The simple Babylonian vocalization system was created between the 6th and 7th centuries, while the complex system developed later. There is evidence that Babylonian Hebrew had emerged as a distinct dialect by the end of the 9th century. Babylonian Hebrew reached its peak in the 8th to 9th centuries, being used from Persia to Yemen. Under Muslim hegemony in the 10th century, the main academies disappeared and the Babylonian vocalization was replaced by the Tiberian vocalization. However, contemporary Yemenite Hebrew is thought to be the descendent of a variety of Babylonian Hebrew, as represented in the Babylonian system. The first example of the Babylonian vocalization to become known to modern scholars was a codex of the Prophets discovered in 1839 at Chufut-Kale.
The Babylonian vocalization, along with the Palestinian vocalization, are known as the supralinear vocalizations because they place the vowel graphemes above the consonant letters, rather than both above and below as in the Tiberian system. As in the Palestinian vocalization, only the most important vowels are indicated.
|niqqud with ב|
The complex system may be subdivided into perfect and imperfect systems.

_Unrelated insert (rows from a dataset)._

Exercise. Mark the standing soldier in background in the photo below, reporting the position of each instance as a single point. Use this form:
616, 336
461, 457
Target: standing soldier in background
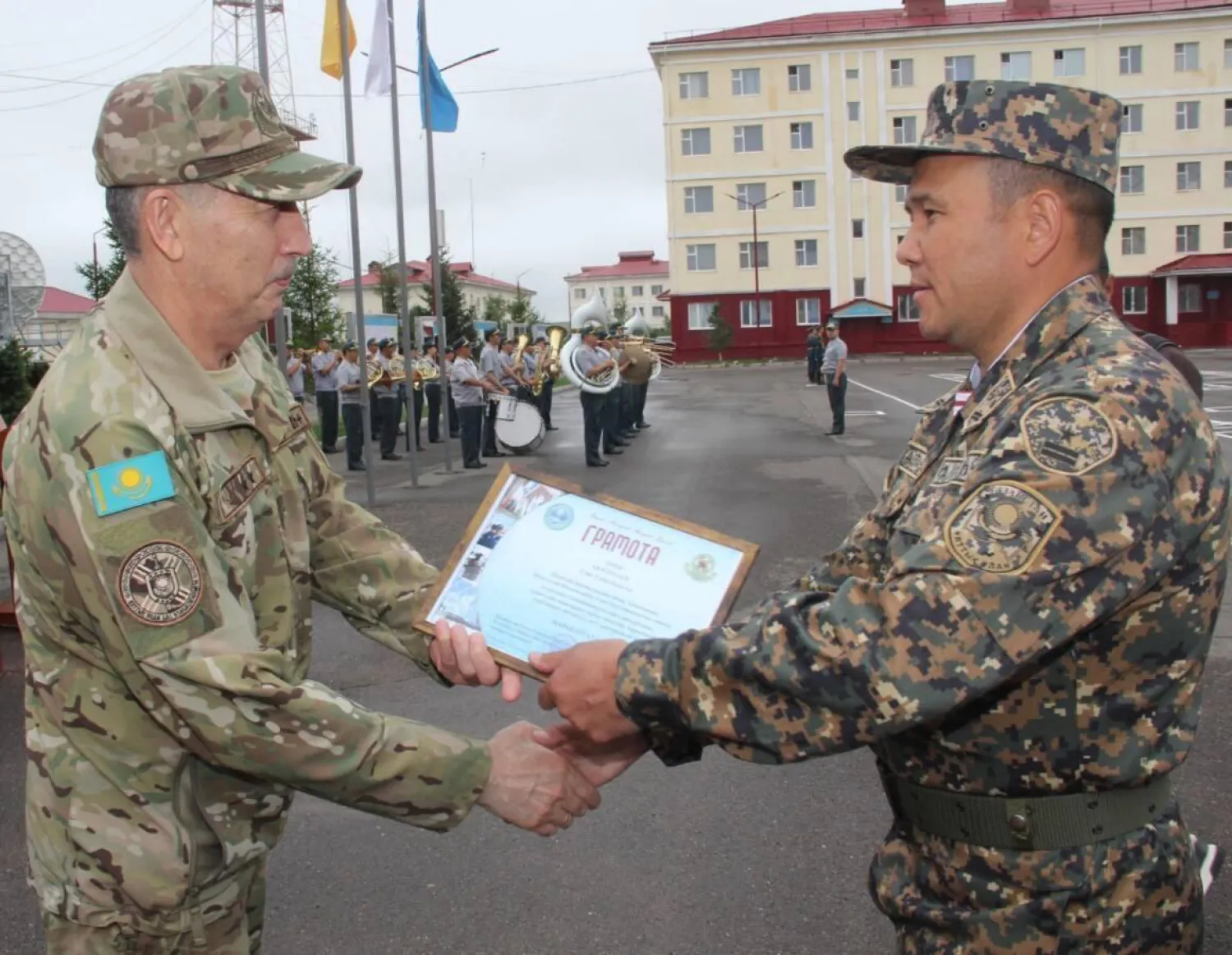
167, 566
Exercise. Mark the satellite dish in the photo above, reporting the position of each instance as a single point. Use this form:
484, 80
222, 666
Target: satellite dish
22, 283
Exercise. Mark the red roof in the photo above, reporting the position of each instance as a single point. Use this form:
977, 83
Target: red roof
867, 21
421, 271
58, 302
1209, 263
630, 264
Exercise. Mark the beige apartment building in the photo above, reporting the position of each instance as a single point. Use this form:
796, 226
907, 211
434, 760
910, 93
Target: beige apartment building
756, 121
637, 278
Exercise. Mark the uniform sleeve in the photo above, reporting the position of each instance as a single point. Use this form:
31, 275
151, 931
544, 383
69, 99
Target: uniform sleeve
1069, 519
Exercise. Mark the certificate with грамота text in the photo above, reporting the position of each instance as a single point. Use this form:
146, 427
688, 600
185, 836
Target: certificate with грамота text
545, 566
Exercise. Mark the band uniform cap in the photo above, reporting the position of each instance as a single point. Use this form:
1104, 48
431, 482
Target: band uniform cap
1047, 125
214, 125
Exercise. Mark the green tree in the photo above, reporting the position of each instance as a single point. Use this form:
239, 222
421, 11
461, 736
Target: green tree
719, 332
100, 278
15, 374
310, 297
458, 317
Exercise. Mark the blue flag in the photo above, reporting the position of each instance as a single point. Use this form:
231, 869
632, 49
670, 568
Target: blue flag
431, 84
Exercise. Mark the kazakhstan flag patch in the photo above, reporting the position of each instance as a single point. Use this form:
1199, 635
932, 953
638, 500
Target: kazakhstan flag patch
131, 484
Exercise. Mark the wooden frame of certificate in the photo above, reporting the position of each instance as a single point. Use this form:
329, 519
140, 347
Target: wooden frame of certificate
545, 565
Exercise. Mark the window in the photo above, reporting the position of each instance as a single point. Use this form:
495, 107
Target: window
1069, 62
960, 68
1185, 57
699, 199
1015, 66
748, 138
808, 310
1192, 297
700, 258
749, 195
746, 83
699, 315
1133, 180
747, 255
695, 142
1133, 241
1133, 300
694, 85
749, 317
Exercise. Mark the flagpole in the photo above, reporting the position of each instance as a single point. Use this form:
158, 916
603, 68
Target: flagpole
431, 216
352, 200
403, 318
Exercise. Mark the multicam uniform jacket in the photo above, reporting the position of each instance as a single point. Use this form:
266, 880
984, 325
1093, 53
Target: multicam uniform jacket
1027, 612
169, 713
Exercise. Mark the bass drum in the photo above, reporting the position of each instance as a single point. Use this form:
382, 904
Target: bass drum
519, 425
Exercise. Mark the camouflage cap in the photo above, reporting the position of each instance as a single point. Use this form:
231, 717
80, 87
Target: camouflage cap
214, 125
1062, 127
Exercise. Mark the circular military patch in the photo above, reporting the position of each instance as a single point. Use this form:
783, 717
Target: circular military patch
1000, 528
1069, 435
160, 585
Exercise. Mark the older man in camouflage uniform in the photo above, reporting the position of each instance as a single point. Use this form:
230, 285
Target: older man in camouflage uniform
172, 521
1018, 630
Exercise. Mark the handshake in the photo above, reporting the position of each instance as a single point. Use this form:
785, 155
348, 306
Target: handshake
542, 780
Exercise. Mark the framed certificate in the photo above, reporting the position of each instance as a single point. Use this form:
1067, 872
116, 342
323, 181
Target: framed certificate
545, 566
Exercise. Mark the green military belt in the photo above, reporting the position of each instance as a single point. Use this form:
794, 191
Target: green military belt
1041, 822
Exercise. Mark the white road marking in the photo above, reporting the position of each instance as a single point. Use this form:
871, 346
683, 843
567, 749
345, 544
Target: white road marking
884, 394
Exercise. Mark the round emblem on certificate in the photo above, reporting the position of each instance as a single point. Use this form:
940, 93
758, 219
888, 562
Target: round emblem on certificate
701, 568
559, 517
160, 585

The former, unlike the latter, "has special signs for each kind of syllable and uses them consistently." It marks allophones of /a e i u/, consonant gemination, distinguishes vocalic and consonantal א and ה, and marks shva mobile and quiescens with a single grapheme.
A number of manuscripts with features indermediate between Tiberian and Babylonian also exist. Later Yemenite manuscripts, using both simple and complex systems, show Yemenite features such as confusion between patah and shva and between tsere and holam.
The Babylonian system uses cantillation similarly to the Tiberian system. The oldest manuscripts (which use the simple system) mark only disjunctive accents, do not write the accent over the stressed syllable, and do not mark mappiq, while later manuscripts do.